“Eu ensino muitas coisas para as crianças. A principal é que elas sejam educadas, tenham respeito pelas outras, aceitem as diferenças de cada uma, ajudem a quem precisa mais”. A fala é um trecho da carta que a professora Débora Seabra de Moura, portadora de Síndrome de Down que trabalha na Escola Doméstica (Natal/RN), escreveu em resposta à publicação da desembargadora Marília Castro Neves (TJ/RJ) – que a ridicularizou em publicação preconceituosa no Facebook. Ela recebeu essa lição de moral às vésperas do Dia Internacional da Síndrome de Down, comemorado no dia 21 de março.

“Apuro os ouvidos e ouço a pérola: o Brasil é o primeiro país a ter uma professora portadora de síndrome de down!!! Poxa, pensei, legal, são os programas de inclusão social… Aí me perguntei: o que será que essa professora ensina a quem???? Esperem um momento que eu fui ali me matar e já volto, tá?”, escreveu a desembargadora do RJ.

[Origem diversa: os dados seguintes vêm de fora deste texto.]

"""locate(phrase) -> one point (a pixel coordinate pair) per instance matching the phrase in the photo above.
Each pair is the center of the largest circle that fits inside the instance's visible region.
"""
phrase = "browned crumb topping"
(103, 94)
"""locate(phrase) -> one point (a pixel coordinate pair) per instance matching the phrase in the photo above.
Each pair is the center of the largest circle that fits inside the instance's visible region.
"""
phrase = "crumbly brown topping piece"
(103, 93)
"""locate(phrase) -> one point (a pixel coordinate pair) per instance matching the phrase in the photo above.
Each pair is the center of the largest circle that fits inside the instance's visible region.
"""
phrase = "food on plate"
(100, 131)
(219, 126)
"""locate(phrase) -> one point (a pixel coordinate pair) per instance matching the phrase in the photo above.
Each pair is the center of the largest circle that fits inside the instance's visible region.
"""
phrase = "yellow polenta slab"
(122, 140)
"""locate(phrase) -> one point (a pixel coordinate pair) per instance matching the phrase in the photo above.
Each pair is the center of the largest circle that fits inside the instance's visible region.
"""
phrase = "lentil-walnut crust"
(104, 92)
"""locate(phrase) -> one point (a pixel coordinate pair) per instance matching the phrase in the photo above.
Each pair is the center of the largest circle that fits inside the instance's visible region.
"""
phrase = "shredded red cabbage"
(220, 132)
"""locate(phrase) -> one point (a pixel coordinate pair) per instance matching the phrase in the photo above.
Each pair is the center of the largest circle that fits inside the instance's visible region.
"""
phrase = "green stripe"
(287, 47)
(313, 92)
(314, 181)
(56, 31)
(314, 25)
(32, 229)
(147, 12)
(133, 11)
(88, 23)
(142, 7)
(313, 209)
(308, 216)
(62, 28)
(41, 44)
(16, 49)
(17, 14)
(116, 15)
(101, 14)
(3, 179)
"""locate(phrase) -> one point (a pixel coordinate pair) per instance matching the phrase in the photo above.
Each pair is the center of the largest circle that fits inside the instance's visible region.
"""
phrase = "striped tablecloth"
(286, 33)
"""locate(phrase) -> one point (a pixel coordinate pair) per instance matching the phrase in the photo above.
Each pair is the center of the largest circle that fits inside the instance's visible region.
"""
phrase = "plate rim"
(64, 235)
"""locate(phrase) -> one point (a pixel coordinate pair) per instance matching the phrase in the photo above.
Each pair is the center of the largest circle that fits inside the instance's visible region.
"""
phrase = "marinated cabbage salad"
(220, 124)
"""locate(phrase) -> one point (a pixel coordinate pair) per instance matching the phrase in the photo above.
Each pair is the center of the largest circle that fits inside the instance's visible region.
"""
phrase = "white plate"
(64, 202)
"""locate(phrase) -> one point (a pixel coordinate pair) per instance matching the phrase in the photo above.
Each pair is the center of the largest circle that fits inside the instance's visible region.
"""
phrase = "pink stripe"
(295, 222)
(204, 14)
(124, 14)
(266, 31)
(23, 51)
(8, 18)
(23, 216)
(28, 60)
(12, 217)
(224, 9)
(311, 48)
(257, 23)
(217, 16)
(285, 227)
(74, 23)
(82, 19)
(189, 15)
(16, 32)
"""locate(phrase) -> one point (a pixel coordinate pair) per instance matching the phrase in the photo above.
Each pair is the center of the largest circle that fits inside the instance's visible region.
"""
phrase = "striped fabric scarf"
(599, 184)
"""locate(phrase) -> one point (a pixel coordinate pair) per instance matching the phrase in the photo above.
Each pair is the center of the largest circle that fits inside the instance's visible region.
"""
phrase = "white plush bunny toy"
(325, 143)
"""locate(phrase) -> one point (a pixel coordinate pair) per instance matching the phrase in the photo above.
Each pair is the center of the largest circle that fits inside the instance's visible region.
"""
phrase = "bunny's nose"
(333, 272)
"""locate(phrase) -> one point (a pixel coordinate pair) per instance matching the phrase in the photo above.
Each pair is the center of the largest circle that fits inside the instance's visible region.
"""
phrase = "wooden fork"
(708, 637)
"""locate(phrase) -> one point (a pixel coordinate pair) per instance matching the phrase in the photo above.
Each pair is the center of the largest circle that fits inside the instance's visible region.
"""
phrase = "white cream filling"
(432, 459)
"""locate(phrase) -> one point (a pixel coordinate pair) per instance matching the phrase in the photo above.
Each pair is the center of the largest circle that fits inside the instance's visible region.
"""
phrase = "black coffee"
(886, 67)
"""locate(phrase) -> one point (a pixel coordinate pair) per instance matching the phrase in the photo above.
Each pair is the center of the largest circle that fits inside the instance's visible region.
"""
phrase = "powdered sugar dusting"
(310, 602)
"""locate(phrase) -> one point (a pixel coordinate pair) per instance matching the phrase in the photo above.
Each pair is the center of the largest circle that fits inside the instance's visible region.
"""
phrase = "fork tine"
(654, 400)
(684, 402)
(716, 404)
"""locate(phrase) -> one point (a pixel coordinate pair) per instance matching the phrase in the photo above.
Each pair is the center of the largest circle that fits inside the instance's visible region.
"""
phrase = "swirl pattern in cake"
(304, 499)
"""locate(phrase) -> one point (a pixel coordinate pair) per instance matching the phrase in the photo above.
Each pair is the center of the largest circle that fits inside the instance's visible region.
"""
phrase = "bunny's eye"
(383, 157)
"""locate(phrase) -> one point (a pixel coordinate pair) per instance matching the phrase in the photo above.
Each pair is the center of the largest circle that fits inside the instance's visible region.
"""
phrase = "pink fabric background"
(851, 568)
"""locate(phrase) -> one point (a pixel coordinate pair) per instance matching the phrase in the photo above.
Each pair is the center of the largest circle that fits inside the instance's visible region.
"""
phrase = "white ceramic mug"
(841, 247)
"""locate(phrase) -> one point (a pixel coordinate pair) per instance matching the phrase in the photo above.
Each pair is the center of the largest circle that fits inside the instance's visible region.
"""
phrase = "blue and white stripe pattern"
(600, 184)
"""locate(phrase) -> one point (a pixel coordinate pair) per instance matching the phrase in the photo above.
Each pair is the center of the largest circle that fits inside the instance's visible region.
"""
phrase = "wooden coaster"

Débora Seabra tem 36 anos e trabalha há 13 anos como assistente na Escola Doméstica, colégio particular e tradicional de Natal. Ela é autora do livro infantil “Débora Conta Histórias” (Alfaguara Brasil, 2013) e já recebeu convites para realizar palestras em várias partes do Brasil e no exterior. Por ser considerada exemplo no desenvolvimento de ações educativas, ela recebeu, em 2015, Prêmio Darcy Ribeiro de Educação em Brasília.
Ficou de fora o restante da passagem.